The point of the height GWAS example is that because it is so very obviously,
even to the naked eye of the layman, genetically influenced and objective (you
can't argue height doesn't exist), it serves as a simple test. If GWASes can't
predict height, they probably can't predict anything else. And this was
exactly how height was used back in 2009 or so when the 'missing heritability'
debate was still going: if all these traits are genetic and additive, why
aren't the GWASes able to find anything for height (back then)? The answer
turns out to simply be that there wasn't enough data and the linear model
analyses were lousy. Now there is enough data and better algorithms are being
applied, so as expected, height prediction works much much better.

> All other phenotypes/traits are much more complex.

No, not really. That sort of polygenicity is the norm. Look at, for example,
Shi et al 2016 which attempts to model the distribution of effects & thus
polygenicity of 30 human complex traits:
[https://www.biorxiv.org/content/early/2016/01/14/035907](https://www.biorxiv.org/content/early/2016/01/14/035907)
. Height doesn't exactly pop out of any of the charts.

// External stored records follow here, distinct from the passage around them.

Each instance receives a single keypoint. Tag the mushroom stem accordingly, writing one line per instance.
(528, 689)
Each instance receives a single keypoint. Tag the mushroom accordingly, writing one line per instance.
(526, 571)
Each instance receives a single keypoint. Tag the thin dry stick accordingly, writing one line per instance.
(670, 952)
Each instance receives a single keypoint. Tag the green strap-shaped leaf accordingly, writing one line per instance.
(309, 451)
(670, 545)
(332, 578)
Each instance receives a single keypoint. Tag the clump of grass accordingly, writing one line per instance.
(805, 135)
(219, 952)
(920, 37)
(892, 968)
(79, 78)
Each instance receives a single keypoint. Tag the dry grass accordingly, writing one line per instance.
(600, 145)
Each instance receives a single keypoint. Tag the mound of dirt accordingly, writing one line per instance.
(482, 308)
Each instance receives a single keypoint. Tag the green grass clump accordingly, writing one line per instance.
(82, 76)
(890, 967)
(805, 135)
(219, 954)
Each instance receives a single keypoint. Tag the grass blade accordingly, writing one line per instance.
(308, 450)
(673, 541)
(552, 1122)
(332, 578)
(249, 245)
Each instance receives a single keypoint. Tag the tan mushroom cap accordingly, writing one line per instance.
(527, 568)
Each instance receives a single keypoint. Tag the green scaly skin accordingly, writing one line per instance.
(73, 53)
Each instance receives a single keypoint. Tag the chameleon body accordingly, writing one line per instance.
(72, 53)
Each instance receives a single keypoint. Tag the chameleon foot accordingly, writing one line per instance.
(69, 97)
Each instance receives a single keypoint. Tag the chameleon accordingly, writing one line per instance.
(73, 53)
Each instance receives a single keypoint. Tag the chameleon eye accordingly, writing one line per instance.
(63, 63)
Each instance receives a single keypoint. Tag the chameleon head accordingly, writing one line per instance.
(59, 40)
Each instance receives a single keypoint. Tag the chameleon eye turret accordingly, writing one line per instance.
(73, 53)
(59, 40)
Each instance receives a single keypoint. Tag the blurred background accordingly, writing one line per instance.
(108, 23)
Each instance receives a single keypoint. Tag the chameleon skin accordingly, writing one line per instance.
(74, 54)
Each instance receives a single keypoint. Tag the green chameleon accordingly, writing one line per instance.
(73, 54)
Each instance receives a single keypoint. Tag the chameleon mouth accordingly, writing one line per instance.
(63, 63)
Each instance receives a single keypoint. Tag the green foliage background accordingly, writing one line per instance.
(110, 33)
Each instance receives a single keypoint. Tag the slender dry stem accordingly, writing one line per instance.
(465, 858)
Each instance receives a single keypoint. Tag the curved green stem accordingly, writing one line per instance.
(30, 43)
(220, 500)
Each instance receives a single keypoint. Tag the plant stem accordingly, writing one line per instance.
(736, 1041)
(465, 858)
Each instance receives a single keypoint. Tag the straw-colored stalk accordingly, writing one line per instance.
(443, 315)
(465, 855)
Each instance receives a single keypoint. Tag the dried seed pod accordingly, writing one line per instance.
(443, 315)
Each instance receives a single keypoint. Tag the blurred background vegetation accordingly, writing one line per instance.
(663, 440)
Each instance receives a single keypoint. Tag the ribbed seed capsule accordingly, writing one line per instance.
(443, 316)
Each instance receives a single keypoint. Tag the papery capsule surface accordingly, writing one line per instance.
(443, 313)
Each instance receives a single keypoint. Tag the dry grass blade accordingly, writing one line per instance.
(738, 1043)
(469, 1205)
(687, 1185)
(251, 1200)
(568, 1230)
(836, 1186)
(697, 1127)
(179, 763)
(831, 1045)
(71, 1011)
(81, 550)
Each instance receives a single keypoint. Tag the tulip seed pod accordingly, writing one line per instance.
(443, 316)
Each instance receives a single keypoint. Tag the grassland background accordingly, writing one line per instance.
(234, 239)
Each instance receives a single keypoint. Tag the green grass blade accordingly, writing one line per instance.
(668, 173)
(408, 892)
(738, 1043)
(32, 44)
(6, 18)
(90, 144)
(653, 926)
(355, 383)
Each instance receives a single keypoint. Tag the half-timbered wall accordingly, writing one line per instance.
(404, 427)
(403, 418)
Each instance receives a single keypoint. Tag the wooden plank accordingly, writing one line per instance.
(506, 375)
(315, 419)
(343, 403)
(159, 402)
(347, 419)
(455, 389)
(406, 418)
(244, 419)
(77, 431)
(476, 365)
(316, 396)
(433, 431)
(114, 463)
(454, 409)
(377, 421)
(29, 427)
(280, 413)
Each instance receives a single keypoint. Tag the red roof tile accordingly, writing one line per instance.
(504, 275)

> So what's the base risk? If the base risk is 0.0005% then a four times
> higher chance is still tiny.

...coronary artery disease should be quite obviously a higher base rate than
0.0005%. In any case, I believe the referenced study is Inouye et al 2018, in
which case the extremized prediction is ~8% vs ~30% lifetime risk:
[https://www.gwern.net/images/genetics/2018-inouye-cad-
riskpr...](https://www.gwern.net/images/genetics/2018-inouye-cad-
riskprediction.png)

> None of the odds ratios are above 1.1, most are around 1.05, not a very
> extreme change to me!

It's the total that matters.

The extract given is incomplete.